The typesetter at the Hokitika Guardian was determined to use all the fancy fonts and squiggly rules in the type cases.

Rather than transcribe each page by hand, I used Optical Character Recognition (OCR) software to generate a rough draft. There are plenty of free services that will perform OCR on an uploaded image, and the best ones seem to use the software Tesseract. First I tried uploading single pages to PDF24 Tools: a page took 1 minute to OCR, and 7 minutes to manually clean up ready for upload (cleanup is just sorting line ends and column breaks; the proofreading still has to happen ). I also tried the Mac and Windows software PDF OCR X; the community edition can only convert one page at a time, but was reasonably speedy and understood two-column pages. OCRing and uploading the 23 pages of text took half an hour. Wonky columns cause big problems for OCR software, so I was glad I spent some time cleaning up the scans first.

As a new transcription the book briefly featured on Wikisource’s home page, just below the intriguing-sounding Dream of a Rarebit Fiend.

Once digitised, proofread, and verified, the book can be downloaded from Wikisource as an EPUB (all e-readers except the Kindle), PDF, or MOBI (for Kindles).

Proofreading took about 10 minutes per page, and an experienced Wikisource editor User:Beeswaxcandle validated each one and handled the formatting of headings, page numbers, and even the fancy page rules. Page formatting is not too complicated, and it’s all documented in the Wikisource Help pages, but I’m now preparing a handout for new proofreaders with a list of tips and the common templates you’d use to validate pages. Someone brand new to Wikisource could start proofreading text right away, and leave the more technical stuff to someone else.

Having the book online as text – not just page images – opens up lots of possibilities. The book can be indexed by Google and the contents more easily discovered (it’s now deposited in the Internet Archive and the Open Library, for example). It can be downloaded as a PDF and read on a tablet, or uploaded to Overdrive to be borrowed from the Westland District Library as an EPUB file – which means it’s now accessible to the sight impaired, who use a screenreader or need to increase font size.
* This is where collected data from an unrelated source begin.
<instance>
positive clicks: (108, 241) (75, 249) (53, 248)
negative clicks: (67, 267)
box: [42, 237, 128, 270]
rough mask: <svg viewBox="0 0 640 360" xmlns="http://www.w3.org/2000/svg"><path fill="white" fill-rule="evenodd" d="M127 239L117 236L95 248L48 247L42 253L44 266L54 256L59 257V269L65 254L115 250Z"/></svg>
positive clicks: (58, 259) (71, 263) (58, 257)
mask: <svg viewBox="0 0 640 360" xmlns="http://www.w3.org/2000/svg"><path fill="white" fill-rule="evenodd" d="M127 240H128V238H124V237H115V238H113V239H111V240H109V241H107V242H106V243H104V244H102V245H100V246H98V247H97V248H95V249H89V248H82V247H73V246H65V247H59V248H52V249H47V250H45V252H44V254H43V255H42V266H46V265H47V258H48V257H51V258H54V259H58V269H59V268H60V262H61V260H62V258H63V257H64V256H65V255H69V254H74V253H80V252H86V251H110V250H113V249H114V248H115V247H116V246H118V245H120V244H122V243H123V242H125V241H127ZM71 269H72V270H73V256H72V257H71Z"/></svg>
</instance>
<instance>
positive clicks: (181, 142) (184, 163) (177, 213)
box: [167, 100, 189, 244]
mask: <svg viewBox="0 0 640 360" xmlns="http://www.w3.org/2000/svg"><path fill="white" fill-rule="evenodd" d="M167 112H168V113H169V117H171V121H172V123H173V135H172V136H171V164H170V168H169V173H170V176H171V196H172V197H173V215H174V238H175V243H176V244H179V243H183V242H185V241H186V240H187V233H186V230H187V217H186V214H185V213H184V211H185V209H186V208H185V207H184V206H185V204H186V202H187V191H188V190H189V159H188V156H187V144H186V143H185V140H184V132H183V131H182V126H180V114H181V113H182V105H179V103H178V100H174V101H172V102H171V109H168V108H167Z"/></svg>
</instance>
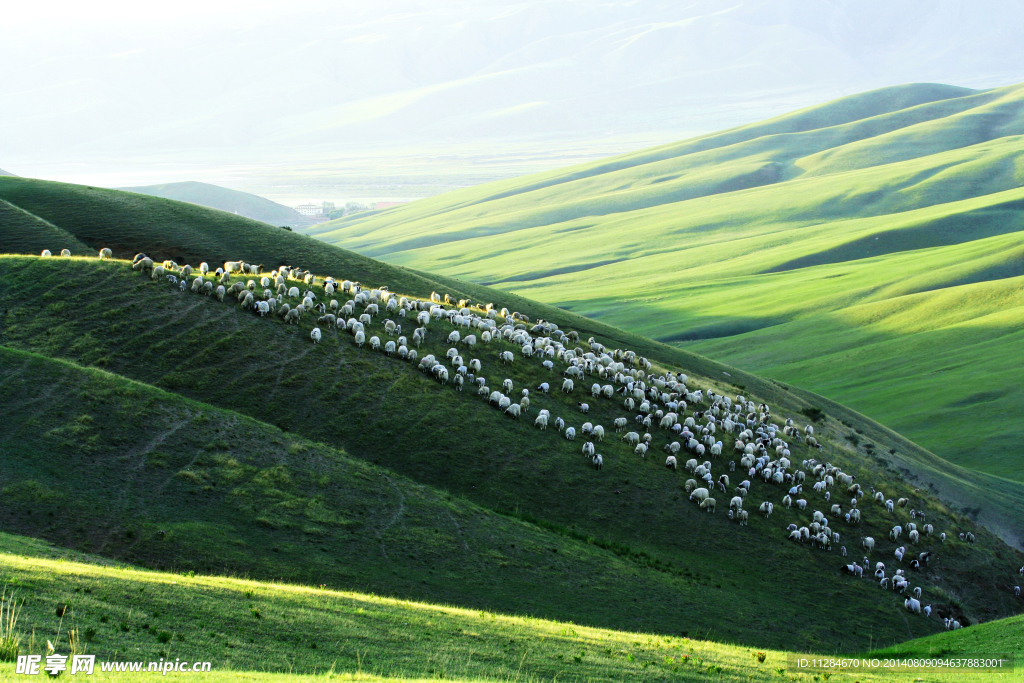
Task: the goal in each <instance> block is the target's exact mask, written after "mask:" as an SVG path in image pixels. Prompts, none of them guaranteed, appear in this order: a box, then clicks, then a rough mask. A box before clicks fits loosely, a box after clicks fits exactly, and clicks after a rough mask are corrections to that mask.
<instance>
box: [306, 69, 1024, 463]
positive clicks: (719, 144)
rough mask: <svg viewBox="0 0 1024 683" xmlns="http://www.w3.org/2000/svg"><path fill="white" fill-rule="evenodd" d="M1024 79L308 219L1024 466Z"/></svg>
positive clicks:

An example of a digitised ebook from Wikisource manually added to the catalogue alongside the physical copies.

The book can be used as a reference in Wikipedia articles and cited in Wikidata; in a future blog post I’ll demonstrate using this book to support a “Streets of Hokitika” Wikidata project.
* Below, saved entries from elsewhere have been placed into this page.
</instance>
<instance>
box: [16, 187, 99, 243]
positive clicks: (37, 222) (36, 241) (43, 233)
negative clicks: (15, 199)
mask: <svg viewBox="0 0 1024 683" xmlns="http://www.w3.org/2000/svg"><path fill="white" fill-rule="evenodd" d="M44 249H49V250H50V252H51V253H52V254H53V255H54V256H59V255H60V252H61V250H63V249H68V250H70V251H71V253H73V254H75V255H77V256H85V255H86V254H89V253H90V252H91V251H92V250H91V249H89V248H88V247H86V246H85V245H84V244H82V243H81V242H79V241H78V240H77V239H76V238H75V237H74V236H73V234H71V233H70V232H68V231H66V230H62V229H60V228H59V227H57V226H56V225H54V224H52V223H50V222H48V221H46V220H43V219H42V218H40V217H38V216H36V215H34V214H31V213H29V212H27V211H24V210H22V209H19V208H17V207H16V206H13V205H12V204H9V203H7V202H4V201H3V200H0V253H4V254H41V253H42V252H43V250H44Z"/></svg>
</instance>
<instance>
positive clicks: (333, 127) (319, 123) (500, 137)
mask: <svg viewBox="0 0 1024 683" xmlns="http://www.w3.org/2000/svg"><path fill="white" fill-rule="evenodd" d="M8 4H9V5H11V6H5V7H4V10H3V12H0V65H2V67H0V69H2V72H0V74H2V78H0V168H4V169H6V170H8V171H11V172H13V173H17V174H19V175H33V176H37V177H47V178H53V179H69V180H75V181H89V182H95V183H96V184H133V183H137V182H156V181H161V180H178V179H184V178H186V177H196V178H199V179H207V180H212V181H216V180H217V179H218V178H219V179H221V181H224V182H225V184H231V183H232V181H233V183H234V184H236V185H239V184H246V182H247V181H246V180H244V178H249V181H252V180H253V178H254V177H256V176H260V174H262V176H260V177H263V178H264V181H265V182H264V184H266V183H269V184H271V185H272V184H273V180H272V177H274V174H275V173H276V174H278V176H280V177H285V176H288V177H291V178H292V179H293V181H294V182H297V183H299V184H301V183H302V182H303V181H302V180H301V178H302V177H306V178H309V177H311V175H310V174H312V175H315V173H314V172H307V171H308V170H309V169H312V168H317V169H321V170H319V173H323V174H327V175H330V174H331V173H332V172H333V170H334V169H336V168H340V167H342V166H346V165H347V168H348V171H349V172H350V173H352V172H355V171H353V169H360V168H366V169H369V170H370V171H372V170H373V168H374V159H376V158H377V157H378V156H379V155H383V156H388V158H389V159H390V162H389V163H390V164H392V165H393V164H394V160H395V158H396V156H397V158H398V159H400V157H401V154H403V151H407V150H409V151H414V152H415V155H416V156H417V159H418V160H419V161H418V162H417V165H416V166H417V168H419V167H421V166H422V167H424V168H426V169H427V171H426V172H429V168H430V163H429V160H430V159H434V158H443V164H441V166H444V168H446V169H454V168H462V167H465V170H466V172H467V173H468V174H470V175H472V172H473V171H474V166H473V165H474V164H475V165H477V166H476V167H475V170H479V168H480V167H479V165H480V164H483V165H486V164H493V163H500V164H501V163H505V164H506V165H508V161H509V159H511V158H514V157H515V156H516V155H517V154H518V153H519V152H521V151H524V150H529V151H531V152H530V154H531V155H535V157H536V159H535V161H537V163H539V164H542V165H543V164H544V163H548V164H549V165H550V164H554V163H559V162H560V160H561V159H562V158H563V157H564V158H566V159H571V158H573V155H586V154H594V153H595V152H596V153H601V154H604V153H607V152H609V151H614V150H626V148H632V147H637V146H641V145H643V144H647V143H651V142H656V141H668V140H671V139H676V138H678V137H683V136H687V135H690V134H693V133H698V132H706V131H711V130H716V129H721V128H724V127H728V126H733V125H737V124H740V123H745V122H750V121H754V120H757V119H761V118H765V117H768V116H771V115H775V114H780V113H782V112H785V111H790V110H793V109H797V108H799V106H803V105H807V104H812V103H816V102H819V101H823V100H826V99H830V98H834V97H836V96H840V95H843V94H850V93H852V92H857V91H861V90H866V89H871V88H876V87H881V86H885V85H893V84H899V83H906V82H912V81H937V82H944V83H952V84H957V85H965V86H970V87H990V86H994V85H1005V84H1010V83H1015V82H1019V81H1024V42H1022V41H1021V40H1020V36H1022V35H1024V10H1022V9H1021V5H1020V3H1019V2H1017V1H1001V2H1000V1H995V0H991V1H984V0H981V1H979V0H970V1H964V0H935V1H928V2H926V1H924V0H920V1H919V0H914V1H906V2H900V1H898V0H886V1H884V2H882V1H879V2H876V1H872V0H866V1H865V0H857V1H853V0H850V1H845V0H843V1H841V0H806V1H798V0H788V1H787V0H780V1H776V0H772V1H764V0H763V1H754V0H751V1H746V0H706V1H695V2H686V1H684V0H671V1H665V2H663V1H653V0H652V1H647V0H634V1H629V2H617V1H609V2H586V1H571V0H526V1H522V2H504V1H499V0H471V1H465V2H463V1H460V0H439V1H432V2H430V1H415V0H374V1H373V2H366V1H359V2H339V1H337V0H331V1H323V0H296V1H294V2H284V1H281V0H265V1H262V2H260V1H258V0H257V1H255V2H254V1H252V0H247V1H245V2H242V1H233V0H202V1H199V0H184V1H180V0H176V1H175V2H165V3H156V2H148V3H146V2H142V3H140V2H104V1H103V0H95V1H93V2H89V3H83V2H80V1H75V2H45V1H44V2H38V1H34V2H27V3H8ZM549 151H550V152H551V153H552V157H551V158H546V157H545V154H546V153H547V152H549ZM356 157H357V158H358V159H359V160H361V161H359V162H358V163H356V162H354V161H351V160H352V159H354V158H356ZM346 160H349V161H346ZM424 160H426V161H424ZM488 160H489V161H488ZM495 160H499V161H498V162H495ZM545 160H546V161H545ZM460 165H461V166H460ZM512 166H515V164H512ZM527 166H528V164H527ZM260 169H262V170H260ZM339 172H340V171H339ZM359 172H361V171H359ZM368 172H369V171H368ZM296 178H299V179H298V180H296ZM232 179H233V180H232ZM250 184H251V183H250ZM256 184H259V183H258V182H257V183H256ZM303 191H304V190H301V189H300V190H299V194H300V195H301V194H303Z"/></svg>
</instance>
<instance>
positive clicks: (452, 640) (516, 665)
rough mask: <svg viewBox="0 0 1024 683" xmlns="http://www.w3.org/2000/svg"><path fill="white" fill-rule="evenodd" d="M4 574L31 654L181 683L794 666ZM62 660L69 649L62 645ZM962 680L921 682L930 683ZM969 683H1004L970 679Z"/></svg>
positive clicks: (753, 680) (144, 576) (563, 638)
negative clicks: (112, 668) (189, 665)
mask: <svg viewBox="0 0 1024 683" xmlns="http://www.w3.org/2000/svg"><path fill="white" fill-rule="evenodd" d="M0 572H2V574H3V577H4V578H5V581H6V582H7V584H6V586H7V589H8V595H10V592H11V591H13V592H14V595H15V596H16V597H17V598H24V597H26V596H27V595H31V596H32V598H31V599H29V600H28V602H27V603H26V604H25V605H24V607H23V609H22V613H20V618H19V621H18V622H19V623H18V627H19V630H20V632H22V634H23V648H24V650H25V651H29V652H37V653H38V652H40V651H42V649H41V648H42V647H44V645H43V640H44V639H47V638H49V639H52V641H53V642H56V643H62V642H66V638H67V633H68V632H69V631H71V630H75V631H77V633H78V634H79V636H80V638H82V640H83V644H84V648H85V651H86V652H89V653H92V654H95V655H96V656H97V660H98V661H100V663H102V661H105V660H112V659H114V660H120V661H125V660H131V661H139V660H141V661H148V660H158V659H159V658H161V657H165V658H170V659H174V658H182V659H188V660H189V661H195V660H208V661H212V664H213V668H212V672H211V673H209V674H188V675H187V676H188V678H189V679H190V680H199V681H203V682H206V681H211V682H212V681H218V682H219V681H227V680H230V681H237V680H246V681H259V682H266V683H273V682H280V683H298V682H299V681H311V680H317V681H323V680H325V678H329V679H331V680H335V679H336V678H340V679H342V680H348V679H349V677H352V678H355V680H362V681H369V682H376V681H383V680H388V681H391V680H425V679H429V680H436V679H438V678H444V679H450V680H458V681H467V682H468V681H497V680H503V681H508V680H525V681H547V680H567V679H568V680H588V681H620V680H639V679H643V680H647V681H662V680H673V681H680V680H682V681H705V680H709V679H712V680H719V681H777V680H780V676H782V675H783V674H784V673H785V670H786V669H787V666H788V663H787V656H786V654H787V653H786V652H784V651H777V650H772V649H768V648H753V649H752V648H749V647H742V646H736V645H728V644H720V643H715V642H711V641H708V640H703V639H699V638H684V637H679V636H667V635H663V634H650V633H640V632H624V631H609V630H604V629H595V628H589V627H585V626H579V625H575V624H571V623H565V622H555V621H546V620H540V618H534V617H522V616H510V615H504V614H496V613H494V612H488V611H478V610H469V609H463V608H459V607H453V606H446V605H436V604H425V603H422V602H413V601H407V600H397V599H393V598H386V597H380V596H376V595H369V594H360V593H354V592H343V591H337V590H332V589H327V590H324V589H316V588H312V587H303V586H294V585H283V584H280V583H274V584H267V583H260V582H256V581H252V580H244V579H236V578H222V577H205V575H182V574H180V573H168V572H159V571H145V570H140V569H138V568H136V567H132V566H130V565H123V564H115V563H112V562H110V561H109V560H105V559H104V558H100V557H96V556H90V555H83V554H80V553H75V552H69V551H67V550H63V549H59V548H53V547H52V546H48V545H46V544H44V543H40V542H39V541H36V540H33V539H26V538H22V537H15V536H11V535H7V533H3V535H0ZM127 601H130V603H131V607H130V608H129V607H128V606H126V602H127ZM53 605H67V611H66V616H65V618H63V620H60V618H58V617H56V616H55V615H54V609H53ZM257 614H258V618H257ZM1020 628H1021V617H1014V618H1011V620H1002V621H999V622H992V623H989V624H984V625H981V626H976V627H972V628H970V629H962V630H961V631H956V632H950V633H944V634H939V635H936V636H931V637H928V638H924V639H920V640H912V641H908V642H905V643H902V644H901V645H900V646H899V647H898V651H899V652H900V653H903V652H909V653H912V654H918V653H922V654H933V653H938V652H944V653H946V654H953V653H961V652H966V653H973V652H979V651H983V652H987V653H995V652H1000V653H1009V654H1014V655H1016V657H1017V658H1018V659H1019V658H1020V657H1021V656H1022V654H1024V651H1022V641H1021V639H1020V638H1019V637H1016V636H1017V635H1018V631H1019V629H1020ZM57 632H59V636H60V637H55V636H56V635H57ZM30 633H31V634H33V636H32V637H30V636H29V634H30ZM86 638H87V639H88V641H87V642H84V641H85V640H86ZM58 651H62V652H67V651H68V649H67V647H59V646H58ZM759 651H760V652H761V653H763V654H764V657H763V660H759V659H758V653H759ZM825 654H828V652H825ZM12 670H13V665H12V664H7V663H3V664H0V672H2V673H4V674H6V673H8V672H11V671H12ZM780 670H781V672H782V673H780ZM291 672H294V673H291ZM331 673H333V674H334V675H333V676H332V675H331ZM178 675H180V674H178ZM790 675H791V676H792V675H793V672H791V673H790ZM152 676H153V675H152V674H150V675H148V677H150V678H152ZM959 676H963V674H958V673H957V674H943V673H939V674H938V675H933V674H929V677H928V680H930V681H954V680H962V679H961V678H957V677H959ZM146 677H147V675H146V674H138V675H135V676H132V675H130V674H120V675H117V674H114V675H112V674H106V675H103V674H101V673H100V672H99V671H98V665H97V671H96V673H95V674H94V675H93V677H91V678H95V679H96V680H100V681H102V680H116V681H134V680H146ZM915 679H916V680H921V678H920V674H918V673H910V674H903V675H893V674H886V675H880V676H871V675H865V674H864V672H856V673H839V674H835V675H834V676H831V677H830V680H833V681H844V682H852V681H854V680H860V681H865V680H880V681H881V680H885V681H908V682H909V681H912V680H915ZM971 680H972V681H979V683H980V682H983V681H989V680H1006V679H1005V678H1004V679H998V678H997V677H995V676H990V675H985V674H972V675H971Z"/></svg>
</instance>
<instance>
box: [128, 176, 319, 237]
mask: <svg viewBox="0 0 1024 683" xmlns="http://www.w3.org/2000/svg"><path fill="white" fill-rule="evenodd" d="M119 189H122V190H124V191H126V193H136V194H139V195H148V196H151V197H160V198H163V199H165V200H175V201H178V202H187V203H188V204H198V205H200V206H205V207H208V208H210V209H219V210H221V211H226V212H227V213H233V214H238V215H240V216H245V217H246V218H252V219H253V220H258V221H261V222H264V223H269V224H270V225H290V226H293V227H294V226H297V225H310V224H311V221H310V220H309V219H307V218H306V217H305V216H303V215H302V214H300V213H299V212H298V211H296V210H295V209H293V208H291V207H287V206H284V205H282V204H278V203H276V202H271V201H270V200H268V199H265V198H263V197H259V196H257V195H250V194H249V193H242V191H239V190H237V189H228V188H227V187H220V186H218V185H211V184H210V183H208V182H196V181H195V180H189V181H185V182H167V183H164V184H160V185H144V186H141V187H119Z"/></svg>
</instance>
Digitising Hokitika, N.Z. (1921) has been a proof of concept, and shows there is scope for proofreading and validating longer texts. Short books we can prepare by hand, but longer ones we’ll want to use better scanning technology for. Notably, some West-Coast-related books have already been digitised and OCR’d by the Internet Archive or the Biodiversity Heritage Library, like George Marriner’s 1908 book The Kea : a New Zealand Problem, and could be imported to Wikisource for proofreading right now.

The next step will be to build up a community of Wikisource volunteers, who could be anywhere in the world but ideally here on the West Coast. We now have regular Wikipedia meetups in Hokitika and Greymouth and can suggest proofreading projects to the attendees. In February Wikisource veteran Andrew Wooding is giving a presentation to local GLAM people, and we’ll have a Wikisource workshop at the West Coast WikiCon in Hokitika in March. I’m hoping people interested in genealogy and local heritage or working in museums, libraries, and archives will see the potential for making out of copyright books much more available.


Many thanks to Sara Thomas from the National Library of Scotland and Andrew Wooding (User:Beeswaxcandle) for all their help with this project.